The country’s largest power producer, the state-owned NTPC Ltd, has opposed the idea of pooling of gas prices for power sector as proposed by the petroleum ministry.
NTPC, in a recent letter to the power ministry, said the pooling of gas prices was neither in the interest of the power industry nor the end consumer.
“The proposed pooling of gas prices will not only impact the existing gas-based stations (power plants) in the country including those of NTPC but also may not be able to fulfill the objective of containing high and volatile gas prices and ultimately may not benefit the end consumers of power,” NTPC said.
The recommendations on pooling of gas prices has been made by Mercados, the consultant appointed by the state-owned gas company, GAIL India Ltd on instructions of the petroleum ministry.
Mercados has proposed that the price of all gas (produced domestically by producers like Reliance and ONGC) as also LNG (liquefied natural gas) imported under spot and long-term contracts be pooled to arrive at a single price for the consuming industry.

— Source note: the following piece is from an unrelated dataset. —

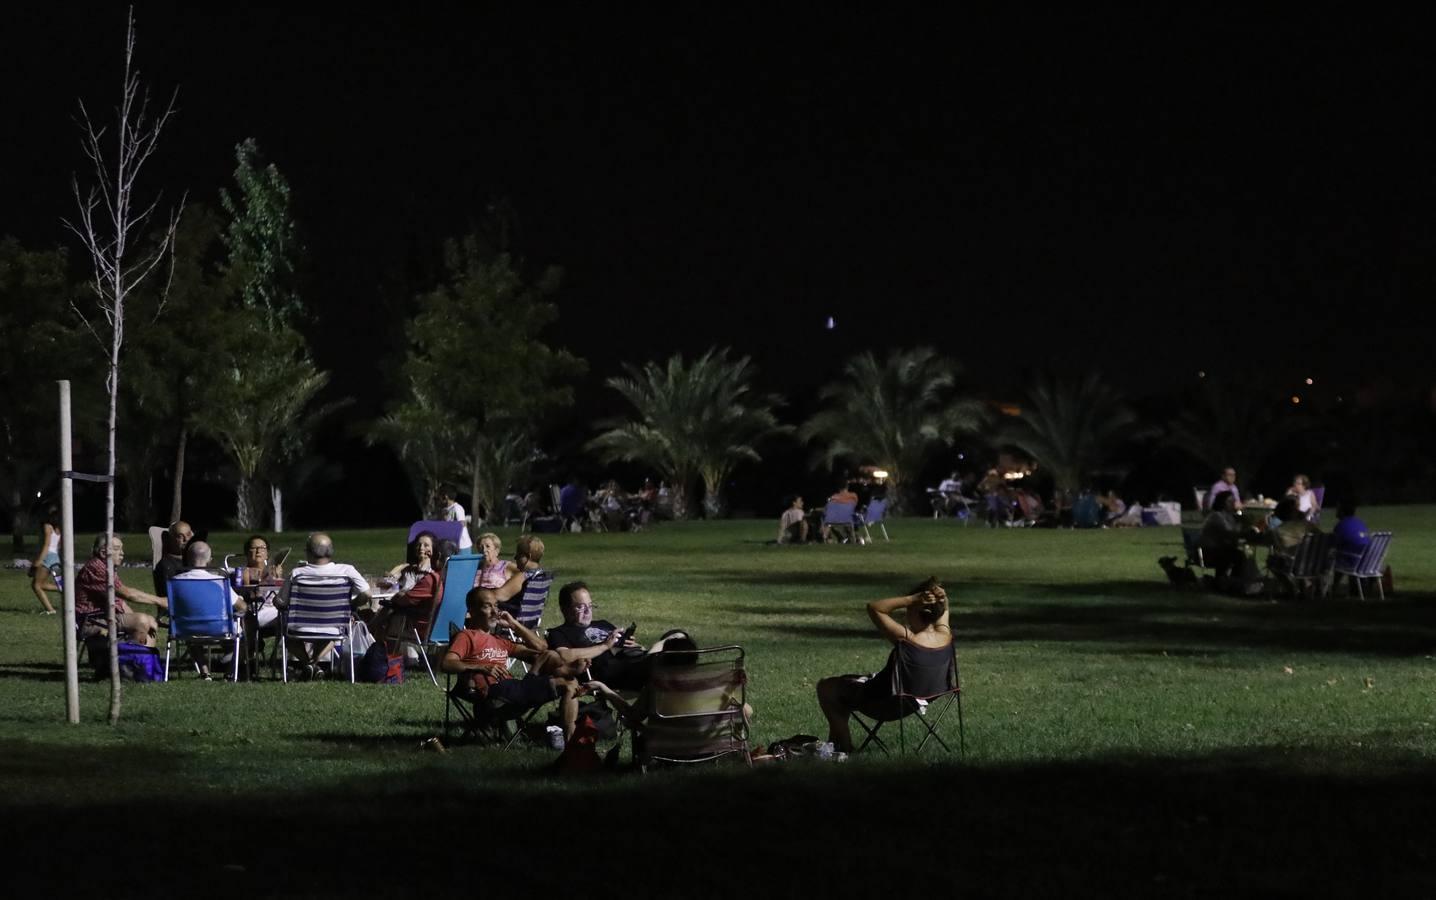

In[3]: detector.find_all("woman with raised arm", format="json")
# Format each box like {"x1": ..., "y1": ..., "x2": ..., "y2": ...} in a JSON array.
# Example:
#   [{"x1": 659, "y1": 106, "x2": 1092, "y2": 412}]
[{"x1": 815, "y1": 577, "x2": 953, "y2": 753}]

NTPC said the recommendation by Mercados does not offer any incentives to anyone to procure LNG at competitive prices. Also the 4-5 year pool term proposed by the consultant has been turned down by NTPC stating the model would not work for power plants that require price stability for 25 years.
NTPC also said with the continuous reduction in supply of APM gas (which is produced by ONGC and OIL from nominated blocks), the pooling of price with spot LNG will expose the power sector to highly volatile prices of gas besides having an adverse impact in terms of increase in cost of generation.
NTPC has also highlighted that the duration suggested in the study for pooling as 4-5 years will lead to policy uncertainty as no greenfield gas-based capacity can be set up which will require the stable pricing and supply of gas for 25 years.